The Road Surface Treatments Association (RSTA) has welcomed the manifesto pledges of the Conservatives and Labour to improve the conditions of roads in the country.
As the focal point for the road surface maintenance industry, the RSTA is committed to raising industry standards of roads, representing regional and national organisations.
The fact that road quality is an important issue in the General Election has been welcomed by the Association; in the Conservatives’ manifesto, an additional £2 billion has been committed over the next four years in order to repair the road network – part of a National Infrastructure Strategy, which the party described as the ‘biggest ever pothole-filling programme’.

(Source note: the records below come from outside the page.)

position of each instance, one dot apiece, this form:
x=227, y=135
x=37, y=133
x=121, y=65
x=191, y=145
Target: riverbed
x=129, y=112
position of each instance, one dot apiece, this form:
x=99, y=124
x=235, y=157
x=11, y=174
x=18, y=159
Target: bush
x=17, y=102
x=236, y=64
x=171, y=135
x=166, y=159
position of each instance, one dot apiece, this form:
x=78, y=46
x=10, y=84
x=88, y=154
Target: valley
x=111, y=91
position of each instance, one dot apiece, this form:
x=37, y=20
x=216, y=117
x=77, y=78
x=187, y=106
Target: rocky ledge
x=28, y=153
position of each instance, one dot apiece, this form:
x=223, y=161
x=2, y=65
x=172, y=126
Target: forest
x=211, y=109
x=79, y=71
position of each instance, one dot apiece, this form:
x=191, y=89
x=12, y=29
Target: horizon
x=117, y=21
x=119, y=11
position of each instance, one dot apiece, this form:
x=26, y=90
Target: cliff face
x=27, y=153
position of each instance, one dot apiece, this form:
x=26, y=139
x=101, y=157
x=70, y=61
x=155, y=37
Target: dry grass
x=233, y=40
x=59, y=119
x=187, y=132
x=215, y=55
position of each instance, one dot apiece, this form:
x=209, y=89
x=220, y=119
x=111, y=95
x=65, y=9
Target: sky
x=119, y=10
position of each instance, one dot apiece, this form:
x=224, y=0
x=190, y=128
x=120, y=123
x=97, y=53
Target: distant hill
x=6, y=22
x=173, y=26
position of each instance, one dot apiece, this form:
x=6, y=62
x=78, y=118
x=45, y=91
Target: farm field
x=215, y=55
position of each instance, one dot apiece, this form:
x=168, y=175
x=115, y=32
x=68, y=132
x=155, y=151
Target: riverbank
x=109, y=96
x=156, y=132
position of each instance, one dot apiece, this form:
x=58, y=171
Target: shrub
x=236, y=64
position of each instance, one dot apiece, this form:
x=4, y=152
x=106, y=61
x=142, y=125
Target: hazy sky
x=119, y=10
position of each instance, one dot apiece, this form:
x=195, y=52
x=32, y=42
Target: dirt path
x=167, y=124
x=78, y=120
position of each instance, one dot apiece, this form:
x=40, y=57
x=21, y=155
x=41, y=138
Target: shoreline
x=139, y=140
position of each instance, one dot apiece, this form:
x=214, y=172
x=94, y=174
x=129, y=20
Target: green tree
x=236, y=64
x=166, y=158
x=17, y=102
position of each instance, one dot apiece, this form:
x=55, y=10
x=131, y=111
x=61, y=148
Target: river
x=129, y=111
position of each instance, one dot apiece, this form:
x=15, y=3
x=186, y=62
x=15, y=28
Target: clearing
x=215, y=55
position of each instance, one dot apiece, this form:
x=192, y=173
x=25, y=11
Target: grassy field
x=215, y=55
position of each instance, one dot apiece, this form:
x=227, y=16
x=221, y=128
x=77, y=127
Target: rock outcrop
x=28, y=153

Labour have also made roads a focal point in their manifesto, pledging to make ‘neglected local roads safer for drivers’.
Mike Harper, Chief Executive at RSTA, said the pledges are “substantial” and promise to result in “real change.”
He said: “We warmly welcomed the inclusion of pledges to improve the road network in the Conservative and Labour manifestos. We hope that these promises are carried through.
“£2 billion over four years – of additional funding – is a substantial and useful amount to invest to make a real change.”
The state of the roads has been a long-standing issue; research from the Asphalt Industry Alliance has highlighted this.
In their most recent ALARM Survey, it was reported that one in every five roads are in such a poor state that they will need to be replaced in the next five years.
Maintenance budgets are on the rise too, yet there is still an annual carriageway budget shortfall of £657 million, perfectly illustrating the need for investment.
Indeed, if all roads are to be brought up to scratch, it would take 10 years and cost almost £10 billion.
The RSTA added that filling potholes won’t solve the issue, instead calling for the implementation of “proactive maintenance programmes.”